Held: Inexplicitly, yes.
Reasoning: The Court found the language to be ambiguous because C.R.S. § 18-1-405(2) left the accused without a remedy if the trial court exceeded the six-month period required by statute. Thus, the Court claimed it needed to give meaning to the subsection, and in doing so, read all the exclusions of time found in C.R.S. § 18-1-405(6) into C.R.S. § 18-1-405(2). Thus, the Court of Appeals reversed the trial court's ruling, and reinstated the charges against Mr. Mosely. The Court completely avoided the jurisdiction issue – that the legislature did not use ambiguous language because the trial court loses jurisdiction if it does not hold the re-trial within six months.
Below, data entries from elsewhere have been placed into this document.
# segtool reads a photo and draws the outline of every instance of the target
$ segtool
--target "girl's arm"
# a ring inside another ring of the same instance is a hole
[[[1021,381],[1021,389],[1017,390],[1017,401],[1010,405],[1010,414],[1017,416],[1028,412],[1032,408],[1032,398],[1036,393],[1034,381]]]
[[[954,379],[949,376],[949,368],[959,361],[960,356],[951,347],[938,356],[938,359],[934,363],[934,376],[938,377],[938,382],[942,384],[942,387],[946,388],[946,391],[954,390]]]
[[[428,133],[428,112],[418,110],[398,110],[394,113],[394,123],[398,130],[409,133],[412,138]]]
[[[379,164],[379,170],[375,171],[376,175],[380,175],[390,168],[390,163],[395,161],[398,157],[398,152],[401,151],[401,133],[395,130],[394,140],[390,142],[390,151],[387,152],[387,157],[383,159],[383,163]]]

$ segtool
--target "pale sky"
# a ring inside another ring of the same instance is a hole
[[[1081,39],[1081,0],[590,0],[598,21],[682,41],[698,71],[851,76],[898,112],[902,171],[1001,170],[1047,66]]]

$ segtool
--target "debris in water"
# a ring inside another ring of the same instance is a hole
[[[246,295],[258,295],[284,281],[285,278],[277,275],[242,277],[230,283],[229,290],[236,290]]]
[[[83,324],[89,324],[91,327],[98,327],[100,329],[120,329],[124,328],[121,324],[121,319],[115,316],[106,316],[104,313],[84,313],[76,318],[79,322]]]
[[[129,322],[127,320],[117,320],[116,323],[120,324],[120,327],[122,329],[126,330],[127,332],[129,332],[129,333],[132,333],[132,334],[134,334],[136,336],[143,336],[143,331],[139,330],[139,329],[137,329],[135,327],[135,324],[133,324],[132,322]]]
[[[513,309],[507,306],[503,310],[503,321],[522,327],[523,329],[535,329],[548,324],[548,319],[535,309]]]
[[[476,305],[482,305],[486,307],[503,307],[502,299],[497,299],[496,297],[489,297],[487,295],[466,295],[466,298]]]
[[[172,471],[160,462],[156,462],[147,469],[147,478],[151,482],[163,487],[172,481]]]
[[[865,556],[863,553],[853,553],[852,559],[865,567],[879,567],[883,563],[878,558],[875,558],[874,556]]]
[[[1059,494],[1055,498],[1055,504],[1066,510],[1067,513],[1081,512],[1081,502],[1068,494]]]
Instead, the Court re-wrote C.R.S. § 18-1-405(2) to be complicated and weaselly, and hence, identical to C.R.S. § 18-1-405(1). 


C.R.S. § 18-1-405(1) reads, “Except as otherwise provided in this section, if a defendant is not brought to trial on the issues raised by the complaint, information, or indictment within six months from the date of the entry of a plea of not guilty, he shall be discharged from custody if he has not been admitted to bail, and, whether in custody or on bail, the pending charges shall be dismissed, and the defendant shall not again be indicted, informed against, or committed for the same offense, or for another offense based upon the same act or series of acts arising out of the same criminal episode.” Thus, C.R.S. § 18-1-405(1) explicitly contains all the exclusions of time in C.R.S. § 18-1-405(6), which reads:
In computing the time within which a defendant shall be brought to trial as provided in subsection (1) of this
section, the following periods of time shall be excluded:

(a) Any period during which the defendant is incompetent to stand trial, or is unable to appear by reason of illness or physical disability, or is under observation or examination at any time after the issue of the defendant's mental condition, insanity, incompetency, or impaired mental condition is raised;
(b) The period of delay caused by an interlocutory appeal whether commenced by the defendant or by the prosecution;
(c) A reasonable period of delay when the defendant is joined for trial with a codefendant as to whom the time for trial has not run and there is good cause for not granting a severance;
(d) The period of delay resulting from the voluntary absence or unavailability of the defendant; however, a defendant shall be considered unavailable whenever his whereabouts are known but his presence for trial cannot be obtained, or he resists being returned to the state for trial;
(e) The period of delay caused by any mistrial, not to exceed three months for each mistrial;
(f) The period of any delay caused at the instance of the defendant;
(g) The period of delay not exceeding six months resulting from a continuance granted at the request of the prosecuting attorney, without the consent of the defendant, if:
(I) The continuance is granted because of the unavailability of evidence material to the state's case, when the prosecuting attorney has exercised due diligence to obtain such evidence and there are reasonable grounds to believe that this evidence will be available at the later date; or
(II) The continuance is granted to allow the prosecuting attorney additional time in felony cases to prepare the state's case and additional time is justified because of exceptional circumstances of the case and the court enters specific findings with respect to the justification;
(h) The period of delay between the new date set for trial following the expiration of the time periods excluded by paragraphs (a), (b), (c), (d), and (f) of this subsection (6), not to exceed three months;
(i) The period of delay between the filing of a motion pursuant to section 18-1-202(11) and any decision by the court regarding such motion, and if such decision by the court transfers the case to another county, the period of delay until the first appearance of all the parties in a court of appropriate jurisdiction in the county to which the case has been transferred, and in such event the provisions of subsection (7) of this section shall apply.